The tax credit ingredient was then thrown into the pot, on top of the merger and the additional responsibilities. The Revenue had to run the most complicated financial interface between citizen and state—the tax credit system, which has displaced the Child Support Agency as top of the problems that MPs deal with in their advice bureaux. Ministers must take responsibility for the consequences of new responsibilities and the merger.
That leads me to my second point, which is on resources. In the 2004 spending review, the administration budget for all the Chancellor’s departments was flat in nominal terms. A saving of 16,000 posts was pencilled in. Under the 2007 comprehensive spending review, departmental expenditure limits will decline by 5 per cent. a year for the next three years.
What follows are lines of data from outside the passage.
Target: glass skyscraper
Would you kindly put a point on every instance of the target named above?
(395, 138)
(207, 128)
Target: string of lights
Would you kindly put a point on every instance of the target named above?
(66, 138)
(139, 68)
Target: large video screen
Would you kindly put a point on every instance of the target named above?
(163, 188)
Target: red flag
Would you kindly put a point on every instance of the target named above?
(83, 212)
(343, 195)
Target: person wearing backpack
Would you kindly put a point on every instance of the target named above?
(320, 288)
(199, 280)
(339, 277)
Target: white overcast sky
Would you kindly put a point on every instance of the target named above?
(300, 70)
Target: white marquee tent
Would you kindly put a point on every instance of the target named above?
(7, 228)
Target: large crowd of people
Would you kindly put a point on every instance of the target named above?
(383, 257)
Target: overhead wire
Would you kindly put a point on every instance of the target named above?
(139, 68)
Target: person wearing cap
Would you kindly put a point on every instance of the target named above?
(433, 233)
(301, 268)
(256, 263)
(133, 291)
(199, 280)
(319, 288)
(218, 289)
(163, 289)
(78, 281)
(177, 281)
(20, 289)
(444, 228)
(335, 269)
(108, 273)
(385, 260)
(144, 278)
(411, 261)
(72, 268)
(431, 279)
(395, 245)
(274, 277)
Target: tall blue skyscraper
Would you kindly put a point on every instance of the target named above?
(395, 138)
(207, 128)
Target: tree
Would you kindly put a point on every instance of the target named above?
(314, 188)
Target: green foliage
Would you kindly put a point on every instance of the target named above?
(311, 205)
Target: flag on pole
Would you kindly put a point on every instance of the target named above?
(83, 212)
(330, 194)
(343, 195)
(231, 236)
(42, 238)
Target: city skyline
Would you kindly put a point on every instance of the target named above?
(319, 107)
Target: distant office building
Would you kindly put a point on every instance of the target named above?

That is a challenging settlement. The Chancellor had to pencil in those savings to make the sums add up, but I wonder whether they were thought through, and whether they are really
deliverable. The Treasury Committee, which undertook a report on the efficiency savings in the Chancellor’s Budget, concluded:
“Evidence received...shows that the indicators used...to measure the quality of...services are not adequate to assess the experience of service users, and in particular are not adequate to measure the extent to which its services meet the...needs of its...client groups”.
That leads on to my last point about management and morale. There have been all sorts of warnings on that score. The tax faculty of the Institute of Chartered Accountants said:
“We are concerned that post merger the overall management structure of HMRC lacks clarity and focus. The lines of management accountability and responsibility are not always clear, either it seems to HMRC staff or to external stakeholders.”
The Chartered Institute of Taxation gave evidence to the Committee in January, and said:
“we do have concerns about the current position of HMRC and their progress. We see them as an organisation that is under considerable pressure.”
In my view, there is an audit trail involving policy, resources and leadership that leads back to Ministers. They cannot divorce themselves from the consequences of what happened down the line in the post room in Washington.
Finally, what conclusions should we draw? We need to await the inquiry, but I think that we can anticipate what it will say. It will be like other inquiries, such as those on transport or social services: it will say that primary responsibility rests with the individual who breached the regulations, as with the engine driver who went past a red signal, or the social worker who did not insist on seeing for herself the child on the at-risk register. However, those other reports went on to say that the signal was in the wrong place and the driver was not trained properly, and that the social worker had too many cases, but that their manager did not pick up on that. In that way, the trail goes up the management line. My money is on the same type of conclusion being reached in the case that we are considering. The Government have to be cautious about grandiose schemes, pencilling in large savings, major reorganisations, and ignoring warning signals—of which there were many. At the end of the day, the buck has to rest with Ministers, who should not resile from their responsibilities.